Dean
"Sammy, you look like shit."
I chomp down on some hash browns and fix Sam with a stare that demands an answer.
'Come on, Sam, say something. Say some sappy girly thing to let me know what's going on in your freakish brain.'
My silent plea is only heard by me and the only response I get from Sam is a half-hearted glare over his plate of food.
'God damn it.'
If I didn't know that something was wrong before (which I did), I sure as hell do now. If the lack of bitching and chick flick moments weren't a dead give away, the zombie look that my little brother is now sporting sure is.
I narrow my eyes at him and violently shove more hash browns in my mouth. Sam's eyes are sunken in and dark, looking a lot like he went a few rounds with a large biker dude and lost. His jeans fit loser now, hanging from his hips like a gangly teenager instead of an adult man.
Sam pushes his eggs around his plate and stares at them, as if fascinated by their yellow color.
I eat some more, trying desperately to keep my mouth shut. I know what's wrong, I'd be an idiot if I didn't, and it's all the more reason to keep my mouth shut. Sam's been obsessing over my crossroads deal ever since he realized that he hadn't survived the stab wound. I don't want to talk about it, don't even want to remember it, which of course is next to impossible. If I remember I'm going to hell, I have to remember that Sam died, and that I failed to protect my little brother. It's selfish and I know it, especially since Sam is ramming himself into the ground, but I just can't face it. Not yet, not only three weeks later.

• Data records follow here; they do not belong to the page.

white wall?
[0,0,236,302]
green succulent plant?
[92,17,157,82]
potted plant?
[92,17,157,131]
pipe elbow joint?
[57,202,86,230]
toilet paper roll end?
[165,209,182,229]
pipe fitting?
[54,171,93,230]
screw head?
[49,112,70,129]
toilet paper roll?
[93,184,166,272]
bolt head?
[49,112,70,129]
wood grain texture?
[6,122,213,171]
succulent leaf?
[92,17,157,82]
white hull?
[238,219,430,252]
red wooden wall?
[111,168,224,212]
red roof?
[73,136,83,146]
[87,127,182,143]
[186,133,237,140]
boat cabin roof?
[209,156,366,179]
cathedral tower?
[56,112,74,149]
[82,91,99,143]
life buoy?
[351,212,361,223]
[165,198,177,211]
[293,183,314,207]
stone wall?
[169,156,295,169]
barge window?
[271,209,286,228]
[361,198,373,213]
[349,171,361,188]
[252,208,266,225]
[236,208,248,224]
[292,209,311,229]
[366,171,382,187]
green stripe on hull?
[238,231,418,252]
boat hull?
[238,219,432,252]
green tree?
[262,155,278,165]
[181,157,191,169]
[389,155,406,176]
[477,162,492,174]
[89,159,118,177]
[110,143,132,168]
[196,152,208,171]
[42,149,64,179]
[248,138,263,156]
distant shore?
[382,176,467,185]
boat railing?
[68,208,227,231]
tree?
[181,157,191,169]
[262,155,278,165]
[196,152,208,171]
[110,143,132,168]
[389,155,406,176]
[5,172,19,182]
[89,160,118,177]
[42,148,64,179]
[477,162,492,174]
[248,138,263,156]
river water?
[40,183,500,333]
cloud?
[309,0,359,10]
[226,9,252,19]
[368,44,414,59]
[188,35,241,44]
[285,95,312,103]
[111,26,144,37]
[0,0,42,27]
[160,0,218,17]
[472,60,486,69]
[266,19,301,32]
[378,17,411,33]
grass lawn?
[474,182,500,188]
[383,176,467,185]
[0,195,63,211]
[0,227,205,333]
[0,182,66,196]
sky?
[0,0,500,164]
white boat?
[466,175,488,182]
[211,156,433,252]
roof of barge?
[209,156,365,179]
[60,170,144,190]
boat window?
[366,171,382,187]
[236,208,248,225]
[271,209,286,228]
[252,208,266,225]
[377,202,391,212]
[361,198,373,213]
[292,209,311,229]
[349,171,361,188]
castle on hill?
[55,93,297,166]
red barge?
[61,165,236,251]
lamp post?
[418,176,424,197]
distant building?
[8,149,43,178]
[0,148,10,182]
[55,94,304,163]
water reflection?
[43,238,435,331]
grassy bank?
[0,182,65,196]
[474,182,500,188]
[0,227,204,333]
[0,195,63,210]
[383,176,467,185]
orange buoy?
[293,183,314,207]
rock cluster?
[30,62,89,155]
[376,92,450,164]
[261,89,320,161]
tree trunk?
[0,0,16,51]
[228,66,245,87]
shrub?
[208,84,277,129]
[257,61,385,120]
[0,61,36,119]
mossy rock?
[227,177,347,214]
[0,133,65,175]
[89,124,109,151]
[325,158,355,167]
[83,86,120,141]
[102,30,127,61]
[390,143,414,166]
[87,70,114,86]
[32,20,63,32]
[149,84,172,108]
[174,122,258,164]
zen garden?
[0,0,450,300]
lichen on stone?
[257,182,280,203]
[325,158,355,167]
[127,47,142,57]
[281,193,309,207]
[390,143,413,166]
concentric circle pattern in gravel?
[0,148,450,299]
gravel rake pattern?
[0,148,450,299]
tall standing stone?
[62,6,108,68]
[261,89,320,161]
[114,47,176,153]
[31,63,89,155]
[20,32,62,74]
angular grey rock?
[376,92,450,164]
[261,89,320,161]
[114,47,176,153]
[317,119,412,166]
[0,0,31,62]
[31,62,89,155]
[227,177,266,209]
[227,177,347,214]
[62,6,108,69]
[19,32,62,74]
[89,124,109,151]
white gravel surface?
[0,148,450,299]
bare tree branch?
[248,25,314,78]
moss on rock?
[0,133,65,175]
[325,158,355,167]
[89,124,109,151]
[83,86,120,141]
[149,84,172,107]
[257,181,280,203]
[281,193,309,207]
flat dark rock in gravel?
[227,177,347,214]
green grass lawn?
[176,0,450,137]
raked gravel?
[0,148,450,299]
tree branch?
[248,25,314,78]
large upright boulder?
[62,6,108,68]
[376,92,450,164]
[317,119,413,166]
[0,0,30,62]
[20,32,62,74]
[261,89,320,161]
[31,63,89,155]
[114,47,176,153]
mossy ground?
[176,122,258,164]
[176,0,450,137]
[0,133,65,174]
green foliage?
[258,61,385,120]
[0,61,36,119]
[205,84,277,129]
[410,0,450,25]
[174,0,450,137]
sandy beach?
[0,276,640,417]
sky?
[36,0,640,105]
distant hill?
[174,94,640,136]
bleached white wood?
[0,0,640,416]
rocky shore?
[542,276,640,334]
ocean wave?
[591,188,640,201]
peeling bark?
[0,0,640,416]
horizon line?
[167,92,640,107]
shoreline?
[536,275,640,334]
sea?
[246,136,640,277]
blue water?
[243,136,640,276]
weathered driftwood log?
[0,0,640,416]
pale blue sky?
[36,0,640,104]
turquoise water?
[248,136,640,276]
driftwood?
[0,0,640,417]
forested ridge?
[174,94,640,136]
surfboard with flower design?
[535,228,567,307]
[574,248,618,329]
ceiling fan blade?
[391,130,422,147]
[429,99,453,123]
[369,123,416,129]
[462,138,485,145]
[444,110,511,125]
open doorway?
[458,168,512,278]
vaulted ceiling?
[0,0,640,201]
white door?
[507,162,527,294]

Nighttime is the worst. I drove myself crazy the first week. I couldn't sleep more than an hour without waking up from a too vivid nightmare, and then finding Sam asleep in the bed next to me. Only at that point, he wasn't asleep; he was dead, just like in Cold Oak. Then I'd be awake till dawn, just trying to keep my head on and reminding myself that I brought Sam back, that he was alive.
I let out a huff and look at Sam again, who still hasn't touched his food.
I whip out my wallet and throw a few bucks on the table. "Let's get out of here."
Sam follows without a word and slides into the Impala next to me. The ride back to the motel is silent and so thick with tension that it's damn near suffocating. My hands tighten on the steering wheel as I try like hell, once again, to keep my mouth shut. Opening my mouth wouldn't lead to a chick flick moment, it'd lead to the whole damn movie, possibly even the sequel.
I let out a breath as the motel comes into view and I practically run to the room.
Sam sits at the table and drags out the lap top, while I flop down onto the bed and flip on the t.v.
"Gonna do some research," Sam mumbles and I flinch at the empty tone in his voice.
"Yeah," I reply softly.
Sam's too absorbed in what he's doing to notice that I'm staring at him, and not the t.v. I open and close my mouth a few times, each time trying to find something to say or debating if I want to say anything at all. I finally settle on keeping my mouth shut and glancing back and forth between Animal Planet and my brother, getting more pissed and worried with every look.
Sam shifts in the chair before standing up, a few of his joints cracking. I wince at the sound.
"I'm going to call Bobby," he says and walks out of the motel door.
I shake my head and try to direct my attention to the bears mauling each other on the screen, but my thoughts keep drifting back to Sam, pale and wasting away, and reminding me daily of what I almost lost at Cold Oak.